Scarica qui l’omelia completa dell’Arcivescovo per la Messa nell’Ottavario di santa Caterina
Fonte www.chiesacattolica.it
Di seguito il Messaggio di auguri del Consiglio Episcopale Permanente al Santo Padre in occasione del dodicesimo anniversario dell’elezione al Soglio pontificio
«Poiché Mosè sentiva pesare le mani, presero una pietra, la collocarono sotto di lui ed egli vi si sedette, mentre Aronne e Cur, uno da una parte e l’altro dall’altra, sostenevano le sue mani».
(Es 17,12)
Beatissimo Padre,
nel fare memoria dei Suoi dodici anni di Pontificato, ci è sembrato che questa immagine tratta dal libro dell’Esodo si adatti bene al momento che Lei sta vivendo. Nel lungo cammino nel deserto, infatti, il Popolo di Dio ha incontrato tanti ostacoli. L’episodio raccontato in questo capitolo di Esodo, in particolare, ne mette in luce due: uno interiore e uno esteriore. Il primo riguarda la sfiducia nei confronti di Dio, la “mormorazione” (vv. 1-7); il secondo, lo scontro con gli Amaleciti, uno dei popoli più agguerriti contro Israele (vv. 8-16). Il giovane Giosuè viene inviato sul campo a fronteggiare il nemico. Ma Mosè sa che questo non basta. Serve piuttosto la preghiera: «Domani io starò ritto sulla cima del colle, con in mano il bastone di Dio» (Es 17,9). Quello che Mosè non poteva immaginare è che la battaglia sarebbe stata lunga e che la stanchezza avrebbe potuto metterlo alla prova. Il racconto dice che, a questo punto, qualcuno si prende cura di lui e lo fa accomodare su una sede solida, mentre i suoi collaboratori più stretti lo sostengono nella preghiera.

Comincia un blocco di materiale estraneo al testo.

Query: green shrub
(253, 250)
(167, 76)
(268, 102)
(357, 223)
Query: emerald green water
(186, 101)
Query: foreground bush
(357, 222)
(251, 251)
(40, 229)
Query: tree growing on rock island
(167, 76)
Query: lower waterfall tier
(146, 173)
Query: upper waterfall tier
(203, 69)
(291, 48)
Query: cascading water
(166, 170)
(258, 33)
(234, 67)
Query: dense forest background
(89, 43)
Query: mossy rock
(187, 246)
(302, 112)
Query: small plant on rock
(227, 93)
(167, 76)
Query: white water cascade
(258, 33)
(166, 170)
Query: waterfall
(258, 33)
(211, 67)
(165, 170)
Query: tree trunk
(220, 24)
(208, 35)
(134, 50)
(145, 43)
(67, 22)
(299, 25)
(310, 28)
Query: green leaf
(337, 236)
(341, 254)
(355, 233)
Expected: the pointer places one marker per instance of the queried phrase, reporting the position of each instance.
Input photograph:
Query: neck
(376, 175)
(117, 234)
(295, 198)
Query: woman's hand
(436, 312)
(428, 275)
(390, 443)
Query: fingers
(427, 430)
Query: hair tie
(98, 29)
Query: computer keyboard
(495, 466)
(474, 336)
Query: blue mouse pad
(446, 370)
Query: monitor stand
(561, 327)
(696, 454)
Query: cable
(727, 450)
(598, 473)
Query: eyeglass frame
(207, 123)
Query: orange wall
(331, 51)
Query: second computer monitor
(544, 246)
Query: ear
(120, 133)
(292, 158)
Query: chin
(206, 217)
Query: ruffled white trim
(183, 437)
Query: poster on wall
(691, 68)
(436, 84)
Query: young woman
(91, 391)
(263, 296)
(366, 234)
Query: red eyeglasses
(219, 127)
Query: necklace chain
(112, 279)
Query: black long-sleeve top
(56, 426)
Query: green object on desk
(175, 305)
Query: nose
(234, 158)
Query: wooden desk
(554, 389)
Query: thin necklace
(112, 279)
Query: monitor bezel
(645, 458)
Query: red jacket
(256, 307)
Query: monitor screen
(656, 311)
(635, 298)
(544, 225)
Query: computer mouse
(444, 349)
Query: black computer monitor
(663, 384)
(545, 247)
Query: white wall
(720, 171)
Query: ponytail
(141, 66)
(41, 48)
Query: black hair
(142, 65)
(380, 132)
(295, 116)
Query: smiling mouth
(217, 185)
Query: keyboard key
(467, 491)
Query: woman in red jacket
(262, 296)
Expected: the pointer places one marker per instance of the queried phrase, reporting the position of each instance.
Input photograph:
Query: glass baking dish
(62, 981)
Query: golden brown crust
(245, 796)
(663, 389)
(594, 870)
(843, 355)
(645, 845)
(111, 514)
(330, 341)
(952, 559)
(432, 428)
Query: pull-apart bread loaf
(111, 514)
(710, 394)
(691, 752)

Ci pare di cogliere in questa narrazione una pagina di stretta attualità legata al Suo momento storico. Se da una parte c’è la stanchezza per la condizione di salute e per la degenza, dall’altra vediamo nel letto del Gemelli una cattedra solida del Suo luminoso magistero di unità e di carità. Al contempo, proprio come Aronne e Cur, teniamo le Sue mani nella preghiera di affidamento al Signore.
Grazie, Santità, per la Sua testimonianza e per la forza che continua a trasmettere a tutti noi. Le assicuriamo il nostro sostegno e continuiamo a fare nostra la Sua stessa invocazione: preghiamo con Lei e per Lei.
Questo anniversario diventa, dunque, motivo di ulteriore gratitudine al Signore, che è Signore del tempo e della storia. RinnovandoLe la nostra vicinanza, Le assicuriamo l’affetto delle Chiese che sono in Italia. Auguri, Santità.